LWB Level 3 Linear Programming 3.2 Learning Workbook

The LWB Level 3 Linear Programming 3.2 Learning Workbook is a targeted, write-on resource designed for the NCEA Level 3 Internal Assessment: Apply linear programming methods in solving problems. This workbook focuses on the mathematical art of "finding the best outcome"—whether that is maximizing profit or minimizing costs—within a set of real-world limitations.

Key Features

• Defining Constraints: Learning how to translate written "real-life" limitations (e.g., "we only have 40 hours of labor available" or "we must produce at least 10 units") into mathematical linear inequalities.

• The Feasible Region: Extensive practice in graphing multiple inequalities on a single Cartesian plane to identify the "feasible region"—the area where all conditions are met.
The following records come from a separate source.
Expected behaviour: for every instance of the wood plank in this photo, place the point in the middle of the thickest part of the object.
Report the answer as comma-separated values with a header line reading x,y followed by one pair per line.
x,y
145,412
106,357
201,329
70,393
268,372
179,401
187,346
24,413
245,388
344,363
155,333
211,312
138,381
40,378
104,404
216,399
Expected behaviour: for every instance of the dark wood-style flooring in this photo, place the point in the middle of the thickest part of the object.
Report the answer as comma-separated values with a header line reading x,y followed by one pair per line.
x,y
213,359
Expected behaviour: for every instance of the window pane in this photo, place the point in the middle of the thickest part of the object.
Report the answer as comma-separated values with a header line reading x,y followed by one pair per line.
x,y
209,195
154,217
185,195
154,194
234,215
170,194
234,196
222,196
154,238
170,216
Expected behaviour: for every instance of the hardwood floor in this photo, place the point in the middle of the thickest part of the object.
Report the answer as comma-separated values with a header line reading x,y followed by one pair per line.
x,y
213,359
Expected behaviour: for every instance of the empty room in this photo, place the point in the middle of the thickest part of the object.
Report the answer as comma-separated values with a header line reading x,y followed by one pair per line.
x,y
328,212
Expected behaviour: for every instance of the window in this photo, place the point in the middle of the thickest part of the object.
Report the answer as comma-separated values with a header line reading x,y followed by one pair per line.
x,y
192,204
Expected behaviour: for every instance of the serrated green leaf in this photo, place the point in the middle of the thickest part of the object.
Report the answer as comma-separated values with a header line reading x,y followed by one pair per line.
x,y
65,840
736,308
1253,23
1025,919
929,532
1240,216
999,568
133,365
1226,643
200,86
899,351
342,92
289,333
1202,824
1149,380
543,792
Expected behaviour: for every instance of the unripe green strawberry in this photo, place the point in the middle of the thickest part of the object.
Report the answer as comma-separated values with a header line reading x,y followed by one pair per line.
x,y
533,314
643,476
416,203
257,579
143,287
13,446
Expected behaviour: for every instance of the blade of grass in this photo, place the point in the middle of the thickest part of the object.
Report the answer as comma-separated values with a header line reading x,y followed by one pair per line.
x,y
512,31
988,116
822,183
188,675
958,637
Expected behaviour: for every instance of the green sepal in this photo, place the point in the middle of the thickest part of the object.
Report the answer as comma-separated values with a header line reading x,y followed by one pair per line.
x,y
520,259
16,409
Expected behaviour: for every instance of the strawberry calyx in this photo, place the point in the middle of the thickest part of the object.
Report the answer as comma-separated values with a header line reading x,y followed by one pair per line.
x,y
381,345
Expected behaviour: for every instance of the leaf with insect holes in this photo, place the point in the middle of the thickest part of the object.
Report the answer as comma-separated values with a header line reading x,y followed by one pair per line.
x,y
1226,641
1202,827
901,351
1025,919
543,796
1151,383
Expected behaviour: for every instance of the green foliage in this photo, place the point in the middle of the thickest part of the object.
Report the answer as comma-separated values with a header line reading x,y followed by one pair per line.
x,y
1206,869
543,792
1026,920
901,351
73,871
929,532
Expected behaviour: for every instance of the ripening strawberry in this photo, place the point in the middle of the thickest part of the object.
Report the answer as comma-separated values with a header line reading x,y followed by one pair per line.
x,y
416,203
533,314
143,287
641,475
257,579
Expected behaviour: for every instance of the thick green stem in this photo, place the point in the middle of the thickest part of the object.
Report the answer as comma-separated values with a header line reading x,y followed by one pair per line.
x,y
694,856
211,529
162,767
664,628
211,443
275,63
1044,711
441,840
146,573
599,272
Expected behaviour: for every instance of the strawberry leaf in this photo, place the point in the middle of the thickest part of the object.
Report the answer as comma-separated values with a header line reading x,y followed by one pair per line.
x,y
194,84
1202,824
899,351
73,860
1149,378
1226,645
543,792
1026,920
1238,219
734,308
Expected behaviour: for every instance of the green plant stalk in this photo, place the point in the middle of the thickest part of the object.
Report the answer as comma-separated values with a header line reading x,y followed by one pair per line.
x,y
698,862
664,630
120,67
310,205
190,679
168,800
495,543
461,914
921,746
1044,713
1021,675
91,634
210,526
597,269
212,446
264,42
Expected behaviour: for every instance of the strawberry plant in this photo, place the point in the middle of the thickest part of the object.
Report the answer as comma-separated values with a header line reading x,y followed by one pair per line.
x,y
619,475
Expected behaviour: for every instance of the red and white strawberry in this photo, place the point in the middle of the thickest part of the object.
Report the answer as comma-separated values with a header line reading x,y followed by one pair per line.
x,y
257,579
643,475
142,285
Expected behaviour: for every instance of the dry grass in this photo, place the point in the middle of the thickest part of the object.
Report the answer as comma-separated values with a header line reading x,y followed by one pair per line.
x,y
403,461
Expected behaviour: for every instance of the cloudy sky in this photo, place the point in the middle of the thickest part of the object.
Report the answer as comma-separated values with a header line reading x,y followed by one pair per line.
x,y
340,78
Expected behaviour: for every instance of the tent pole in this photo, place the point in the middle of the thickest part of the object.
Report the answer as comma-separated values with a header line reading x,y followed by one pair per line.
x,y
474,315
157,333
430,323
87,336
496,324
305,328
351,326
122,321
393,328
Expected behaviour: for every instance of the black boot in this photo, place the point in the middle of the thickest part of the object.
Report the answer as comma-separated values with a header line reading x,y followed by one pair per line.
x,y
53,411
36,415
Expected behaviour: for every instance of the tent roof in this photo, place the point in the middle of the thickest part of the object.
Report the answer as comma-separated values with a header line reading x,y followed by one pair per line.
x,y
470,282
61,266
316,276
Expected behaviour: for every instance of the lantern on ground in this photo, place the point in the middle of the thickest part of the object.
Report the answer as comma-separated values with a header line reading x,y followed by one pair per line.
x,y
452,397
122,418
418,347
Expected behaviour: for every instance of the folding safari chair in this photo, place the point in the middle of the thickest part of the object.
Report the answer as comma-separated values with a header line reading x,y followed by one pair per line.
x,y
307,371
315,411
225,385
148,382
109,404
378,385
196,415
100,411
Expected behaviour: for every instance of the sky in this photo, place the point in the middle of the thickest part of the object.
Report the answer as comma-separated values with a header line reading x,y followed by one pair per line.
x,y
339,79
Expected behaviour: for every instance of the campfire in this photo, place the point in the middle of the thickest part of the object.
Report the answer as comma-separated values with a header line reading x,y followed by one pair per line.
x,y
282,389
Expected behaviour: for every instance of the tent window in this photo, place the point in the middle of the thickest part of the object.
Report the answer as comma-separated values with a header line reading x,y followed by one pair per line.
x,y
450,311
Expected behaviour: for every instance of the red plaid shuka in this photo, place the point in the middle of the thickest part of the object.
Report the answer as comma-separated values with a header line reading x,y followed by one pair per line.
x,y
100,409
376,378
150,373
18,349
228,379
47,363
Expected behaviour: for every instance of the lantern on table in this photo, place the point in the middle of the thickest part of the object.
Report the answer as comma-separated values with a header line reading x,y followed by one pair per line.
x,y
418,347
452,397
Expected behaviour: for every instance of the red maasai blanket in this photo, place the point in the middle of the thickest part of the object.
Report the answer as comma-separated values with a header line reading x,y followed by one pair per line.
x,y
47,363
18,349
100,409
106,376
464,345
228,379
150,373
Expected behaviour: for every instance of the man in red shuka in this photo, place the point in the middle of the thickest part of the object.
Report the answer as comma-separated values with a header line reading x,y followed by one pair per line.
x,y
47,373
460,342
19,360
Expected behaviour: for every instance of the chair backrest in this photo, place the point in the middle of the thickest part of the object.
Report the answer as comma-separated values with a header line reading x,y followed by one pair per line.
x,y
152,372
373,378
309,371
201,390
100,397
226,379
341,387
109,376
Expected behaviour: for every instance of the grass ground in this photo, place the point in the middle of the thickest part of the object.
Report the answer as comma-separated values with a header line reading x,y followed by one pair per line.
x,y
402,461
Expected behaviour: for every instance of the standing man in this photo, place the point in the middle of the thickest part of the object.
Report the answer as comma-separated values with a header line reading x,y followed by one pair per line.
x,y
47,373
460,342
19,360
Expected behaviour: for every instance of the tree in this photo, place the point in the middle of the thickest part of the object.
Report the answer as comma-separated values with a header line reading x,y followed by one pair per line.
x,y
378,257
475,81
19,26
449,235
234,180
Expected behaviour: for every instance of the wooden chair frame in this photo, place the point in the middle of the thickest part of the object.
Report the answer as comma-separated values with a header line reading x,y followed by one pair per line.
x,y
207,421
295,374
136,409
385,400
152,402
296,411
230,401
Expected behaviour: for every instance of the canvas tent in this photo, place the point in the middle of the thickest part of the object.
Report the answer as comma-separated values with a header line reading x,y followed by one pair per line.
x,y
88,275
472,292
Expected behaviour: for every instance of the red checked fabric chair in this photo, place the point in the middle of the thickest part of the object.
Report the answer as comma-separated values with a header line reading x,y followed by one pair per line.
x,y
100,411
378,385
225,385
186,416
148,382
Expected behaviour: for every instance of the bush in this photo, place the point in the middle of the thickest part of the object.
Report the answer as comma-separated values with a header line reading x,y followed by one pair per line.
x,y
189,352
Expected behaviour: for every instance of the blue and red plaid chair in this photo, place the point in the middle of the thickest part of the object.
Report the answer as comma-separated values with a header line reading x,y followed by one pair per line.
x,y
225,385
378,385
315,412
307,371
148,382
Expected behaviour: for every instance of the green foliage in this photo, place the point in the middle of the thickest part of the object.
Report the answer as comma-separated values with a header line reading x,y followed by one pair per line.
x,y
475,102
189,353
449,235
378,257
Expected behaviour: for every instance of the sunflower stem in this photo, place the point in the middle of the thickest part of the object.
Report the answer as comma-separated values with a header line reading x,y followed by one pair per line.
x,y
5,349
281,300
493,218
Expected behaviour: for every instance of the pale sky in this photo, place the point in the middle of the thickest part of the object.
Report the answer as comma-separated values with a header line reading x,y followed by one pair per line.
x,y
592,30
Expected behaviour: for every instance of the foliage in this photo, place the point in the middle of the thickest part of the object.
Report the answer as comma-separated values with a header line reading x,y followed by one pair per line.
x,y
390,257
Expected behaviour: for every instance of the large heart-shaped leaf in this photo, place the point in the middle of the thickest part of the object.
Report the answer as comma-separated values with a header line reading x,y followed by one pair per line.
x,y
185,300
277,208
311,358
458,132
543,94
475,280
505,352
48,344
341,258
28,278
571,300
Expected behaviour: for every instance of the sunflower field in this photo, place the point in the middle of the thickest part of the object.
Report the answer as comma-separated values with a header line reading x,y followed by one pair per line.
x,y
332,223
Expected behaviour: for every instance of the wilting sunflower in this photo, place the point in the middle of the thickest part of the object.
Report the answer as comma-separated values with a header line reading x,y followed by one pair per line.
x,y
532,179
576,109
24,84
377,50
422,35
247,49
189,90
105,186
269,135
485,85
  • Boundary Lines: Distinguishing between solid lines ($\le, \ge$) and dashed lines ($<, >$).

  • Shading: Mastering the convention of shading out the "unwanted" regions to leave the feasible solution clear.

• The Objective Function: Formulating the goal of the problem (e.g., $P = 5x + 8y$) and understanding how to move this "search line" across the graph to find the optimal point.

• Vertex Theory: Learning that the optimal solution in a linear programming problem always occurs at one of the vertices (corners) of the feasible region. Students practice calculating the exact coordinates of these vertices using simultaneous equations.

• Integer Constraints: A critical real-world check. Learning how to adjust solutions when the answer must be a whole number (e.g., you can't sell 4.7 bicycles).

Achievement, Merit, and Excellence Scaffolding

• Standard Mastery (Achievement): Focused on forming and graphing simple inequalities and identifying a basic feasible region.

• Relational Application (Merit): Transitioning to problems where the objective function must be optimized, and the student must clearly communicate the solution in the context of the story.

• Complex Reasoning (Excellence): High-level tasks that involve "what-if" scenarios. For example, investigating how the optimal solution changes if the profit per item changes or if a constraint is loosened (Sensitivity Analysis).

Workbook Highlights

• Internal Assessment Preparation: Provides a clear report-writing structure that mirrors the assessment tasks used in New Zealand schools, ensuring students know how to present their graphs and findings.

• Real-World Contexts: Exercises are built around authentic business and logistics scenarios, such as manufacturing mixes, dietary planning, or transport scheduling.

• Graphics Calculator Integration: Specific guides on using Casio or TI calculators to graph inequalities and find the intersection points of boundary lines quickly.

• Step-by-Step Worked Examples: Provides templates for translating complex word problems into a mathematical system of equations and inequalities.

• Full Answer Appendix: Every question includes a fully worked solution at the back of the book, allowing for independent study and immediate verification.

• Glossary of Terms: A guide to essential vocabulary—such as Bounded vs. Unbounded Regions, Objective Function, and Constraint—to ensure students use precise mathematical language.